Bu uyarı şimdiden öngörülü görünüyor. Bu Çarşamba günü, The New York Times, Trump yönetiminin Venezuela hükümetini istikrarsızlaştırmayı amaçlayan gizli CIA operasyonlarına izin verdiğini ortaya çıkardı. Bu açıklama, birçok kişinin korktuğu şeyi doğruluyor: Machado'ya “barış” bayrağı altında ödül vermek, Washington'u başka yollarla rejim değişikliği peşinde koşmaya cesaretlendirecektir. Aslında, Nobel Komitesi, ödülünün kınamayı amaçladığı müdahalelere ahlaki bir örtü sağlamıştır.

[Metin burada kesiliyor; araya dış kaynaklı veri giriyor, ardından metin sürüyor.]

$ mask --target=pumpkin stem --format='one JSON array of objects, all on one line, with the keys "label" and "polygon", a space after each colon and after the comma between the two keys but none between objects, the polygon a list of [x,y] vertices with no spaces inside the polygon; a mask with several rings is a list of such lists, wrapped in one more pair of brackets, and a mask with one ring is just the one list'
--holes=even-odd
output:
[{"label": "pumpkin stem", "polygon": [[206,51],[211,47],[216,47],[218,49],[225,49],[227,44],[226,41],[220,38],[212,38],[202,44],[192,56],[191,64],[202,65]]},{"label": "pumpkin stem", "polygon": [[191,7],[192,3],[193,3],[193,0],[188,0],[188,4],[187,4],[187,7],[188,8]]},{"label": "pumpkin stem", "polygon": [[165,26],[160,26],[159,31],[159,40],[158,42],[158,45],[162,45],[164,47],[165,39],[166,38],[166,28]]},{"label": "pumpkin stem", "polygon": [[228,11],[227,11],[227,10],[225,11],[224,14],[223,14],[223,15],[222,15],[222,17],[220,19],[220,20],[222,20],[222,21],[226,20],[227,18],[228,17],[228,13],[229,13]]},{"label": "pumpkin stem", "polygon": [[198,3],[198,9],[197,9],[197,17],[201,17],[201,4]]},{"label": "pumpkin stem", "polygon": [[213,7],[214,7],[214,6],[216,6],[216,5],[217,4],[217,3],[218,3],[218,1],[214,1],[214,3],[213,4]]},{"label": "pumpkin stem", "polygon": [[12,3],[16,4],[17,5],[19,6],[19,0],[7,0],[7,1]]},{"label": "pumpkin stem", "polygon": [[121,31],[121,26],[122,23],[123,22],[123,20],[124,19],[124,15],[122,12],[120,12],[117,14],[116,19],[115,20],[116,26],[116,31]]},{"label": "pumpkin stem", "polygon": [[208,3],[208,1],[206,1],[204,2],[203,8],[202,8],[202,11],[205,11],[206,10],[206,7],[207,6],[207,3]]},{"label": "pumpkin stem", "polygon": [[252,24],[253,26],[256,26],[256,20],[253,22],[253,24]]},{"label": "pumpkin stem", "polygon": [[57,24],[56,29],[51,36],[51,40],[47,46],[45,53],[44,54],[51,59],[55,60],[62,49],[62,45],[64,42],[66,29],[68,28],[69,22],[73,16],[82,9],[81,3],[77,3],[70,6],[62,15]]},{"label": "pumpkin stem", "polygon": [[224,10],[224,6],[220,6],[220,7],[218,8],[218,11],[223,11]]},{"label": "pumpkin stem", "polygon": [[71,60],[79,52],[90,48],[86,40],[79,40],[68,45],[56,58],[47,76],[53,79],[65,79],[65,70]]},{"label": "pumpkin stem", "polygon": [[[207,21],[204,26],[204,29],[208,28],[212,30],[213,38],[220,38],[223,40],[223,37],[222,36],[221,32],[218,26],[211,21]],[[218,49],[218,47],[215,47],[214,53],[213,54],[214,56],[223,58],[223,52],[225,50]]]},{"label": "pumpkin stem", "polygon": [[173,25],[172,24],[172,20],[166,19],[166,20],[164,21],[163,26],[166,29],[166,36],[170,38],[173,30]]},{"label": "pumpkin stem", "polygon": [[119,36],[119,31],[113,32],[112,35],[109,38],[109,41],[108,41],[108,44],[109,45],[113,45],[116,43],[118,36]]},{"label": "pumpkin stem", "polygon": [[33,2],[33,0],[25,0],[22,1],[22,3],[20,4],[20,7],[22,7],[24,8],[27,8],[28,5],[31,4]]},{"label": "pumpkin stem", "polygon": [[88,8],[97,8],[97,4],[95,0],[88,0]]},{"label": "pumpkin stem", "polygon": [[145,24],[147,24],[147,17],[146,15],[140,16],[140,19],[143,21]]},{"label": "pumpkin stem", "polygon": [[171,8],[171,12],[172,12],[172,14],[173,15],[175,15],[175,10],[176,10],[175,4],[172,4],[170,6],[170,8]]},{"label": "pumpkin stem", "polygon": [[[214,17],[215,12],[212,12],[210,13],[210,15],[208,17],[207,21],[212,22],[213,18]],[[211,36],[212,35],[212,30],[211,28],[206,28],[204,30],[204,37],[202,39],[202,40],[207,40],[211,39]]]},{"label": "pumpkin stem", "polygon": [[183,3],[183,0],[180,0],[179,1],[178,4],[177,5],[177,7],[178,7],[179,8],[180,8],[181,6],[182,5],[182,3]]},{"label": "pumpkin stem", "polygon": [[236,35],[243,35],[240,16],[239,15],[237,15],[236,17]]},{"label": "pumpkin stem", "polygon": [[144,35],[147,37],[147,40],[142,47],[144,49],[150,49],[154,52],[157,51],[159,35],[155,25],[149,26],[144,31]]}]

Başka bir deyişle, Machado'nun Nobel Barış Ödülü'nü almasının sorunu, sadece barışın anlamlı bir anlayışını alay konusu haline getirmesi değildir. Bu süreçte, şiddet sadece barışa dönüşmekle kalmayıp, aynı zamanda demokrasi olarak yeniden paketlenmiş otoriterliği ilerletmek için etkili bir araç haline gelen Trump'ın el çabukluğunu benimsiyor ve onaylıyor. Muhalifler, ortadan kaldırılması gereken özgürlüğün düşmanları olarak gösterilir ve onların yok edilmesi, çalışanları sefalet içinde bırakırken çok zenginlere fayda sağlayan daha geniş bir projenin önünü açar.
Bu anlamda, Venezüella'nın egemenliği ve demokrasisi Machado için Trump için olduğu kadar önemsizdir. Sağcı otoriterliğin hedefi ve uygulaması Amerika kıtasında hemen hemen aynıdır. Bu, siyasi gücün, zengin bir elit tarafından kontrol edilmesini sağlamak ve bu elitlerin, çalışanları destekleyen doğal kaynaklar ve kamu malları üzerindeki devlet düzenlemelerini azaltırken, servetin yukarı doğru dağılımını kolaylaştırmak için tasarlanmış, uzun süredir itibarını yitirmiş ekonomik politikaları özgürce uygulamalarını sağlamaktır. Şiddetli dış müdahaleye ve yoksullara karşı ekonomik savaşa demokratik bir görünüm kazandıran Machado'ya Nobel Barış Ödülü'nün verilmesi sadece Venezuela için kötü değildir. Bu, yarımkürenin geri kalanı ve dünya için de son derece rahatsız edicidir.
* Steve Striffler, UMass Boston'da İşgücü Kaynakları Merkezi Direktörü ve Antropoloji Profesörüdür. “Solidarity: Latin America and the US Left in Era of Human Rights” (Pluto 2019) kitabının yazarıdır.